ハードウェアの開発設計者であれば確率統計をベースとした推定、検定の類の知識を有して、それを実務(製品などの開発設計や品質の管理などの仕事)に活かしておられると思います。
この辺りの知識は、エンドの製品やサービスの品質に直接影響する=ビジネスに直結するため、プロの技術者にとって必須といえるものだと思うのですが、ことソフトウェアの分野に関して言うと、あまり要求されることがありません。
ソフトウェアの関連でもMTBF(平均故障間隔)にまつわる説明理解の周辺で若干必要であったり、検査における残存バグの推定などの辺りで知識が必要であったりしますが、通常の仕事の場面で確率推定や検定を振りかざして議論など起こる場面はあまり見かけません。
ソフトウェア製品の場合は経年劣化により破損などは起こりえませんし、外部要因による強制的なデータなどの変更(放射線照射などによるビットの変化)は特殊な状況で使用される製品を除きまず考慮されません。
基本的にプログラマなどの意識としては、「コードにバグがあるなら、障害は起こる」といった感じでしょうし、裏を返せば「コードのバグを無くせば、障害が起こる確率は0である」(あたりまえ)と思っているはずです。
そのようなこともあってソフトウェア技術者の意識としては、確率が仕事に絡んできてその知識が必須という認識は薄い気がします。

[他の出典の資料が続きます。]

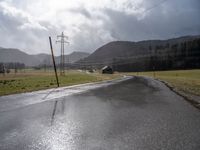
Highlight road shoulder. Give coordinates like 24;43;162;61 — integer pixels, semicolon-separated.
157;79;200;110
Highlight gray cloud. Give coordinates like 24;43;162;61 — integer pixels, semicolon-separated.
69;7;92;19
102;0;200;41
0;0;199;55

現実は「コードのバグは0にするのは極めて困難(金が掛かりすぎる)」ですし、「コードに内在するバグが障害として発症する条件が整う確率」も実際の使用状況から考察することもできなくはないことですので、ビジネスの視点で見ればリスク対応のためにもソフトウェア開発にも推定、検定を利用して有効(有利になる)な場面が多いと思えます。
実際のところISO9000シリーズやISO26262などでもこれらの知識を要求する場面があるので、ソフトウェア技術者も十分な理解を必要とするはずです。とはいえ、多くのソフトウェア技術者はやっぱりまだこれらを使える有効な武器としては認識していなさそう。

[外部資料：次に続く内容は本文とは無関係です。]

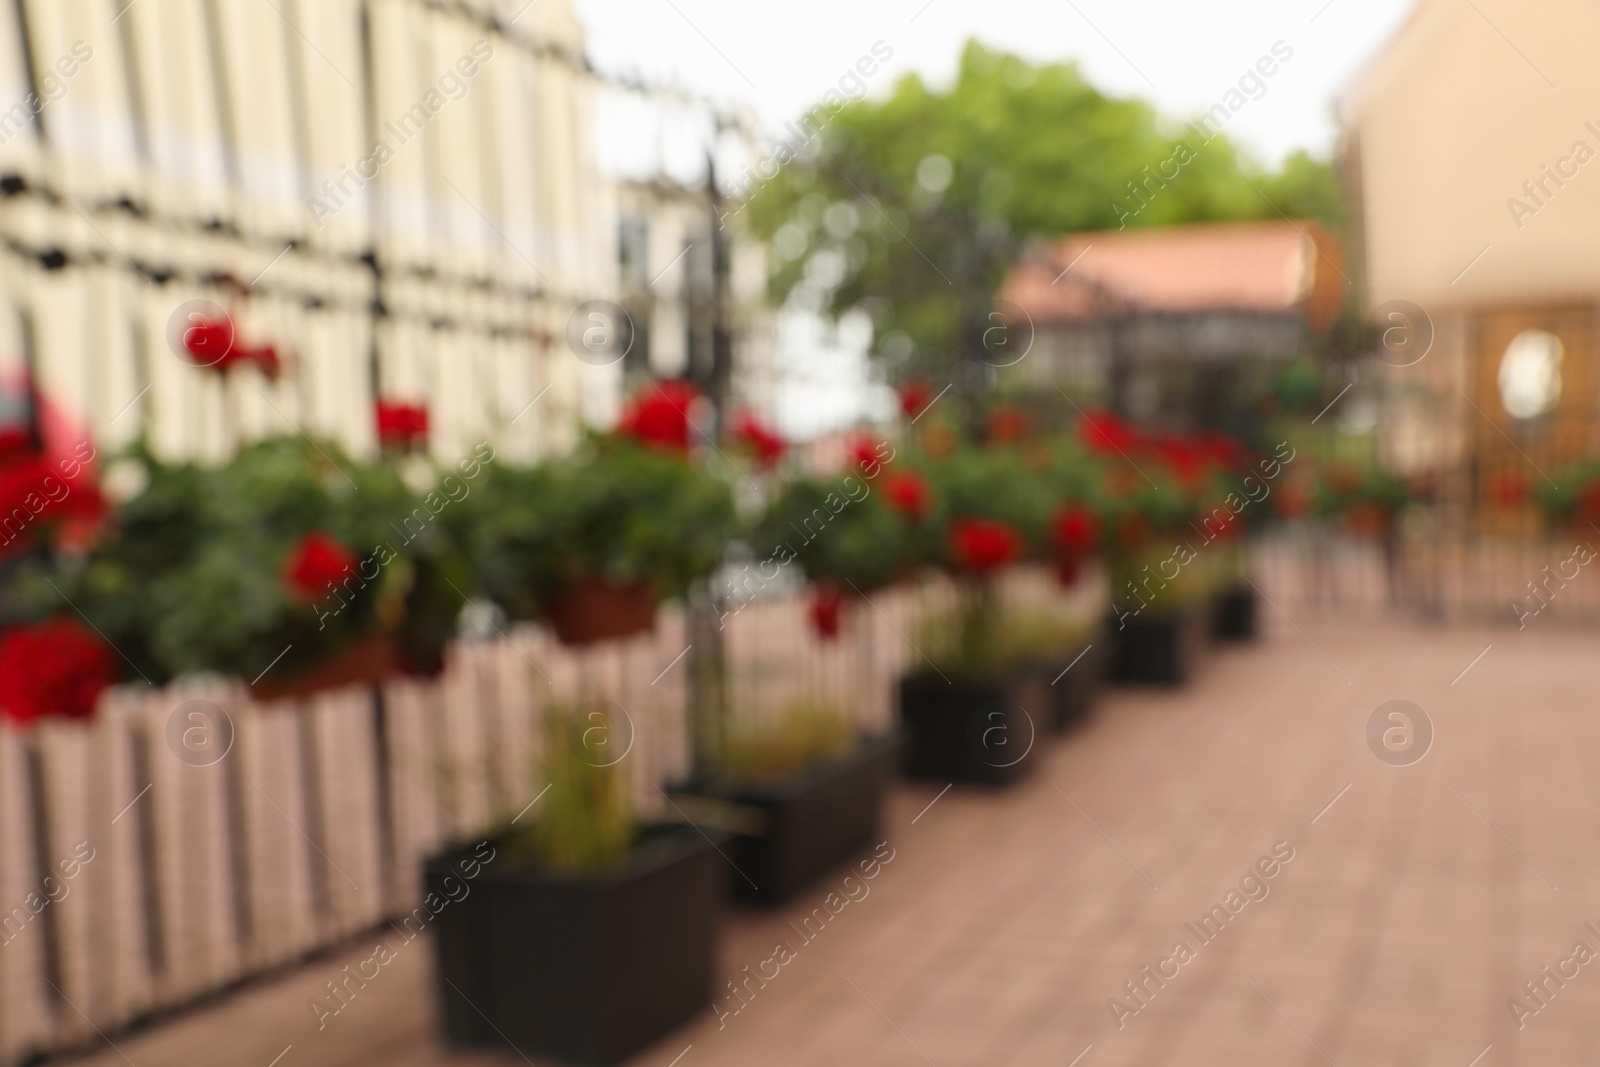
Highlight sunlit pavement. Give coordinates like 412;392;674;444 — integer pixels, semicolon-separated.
68;617;1595;1067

ちなみに、この辺りの知識を有するとミスター・スポックではありませんが「キャプテン、そのバグがこの顧客のところで問題を起こす確率は95%の確率で0.001%です」とか言えるようになるわけです。
;;;「キャプテン」を適宜「課長」とか「部長」とかに置き換えてみるとよろしいかと。
;;; もちろん推定のための情報は必要です。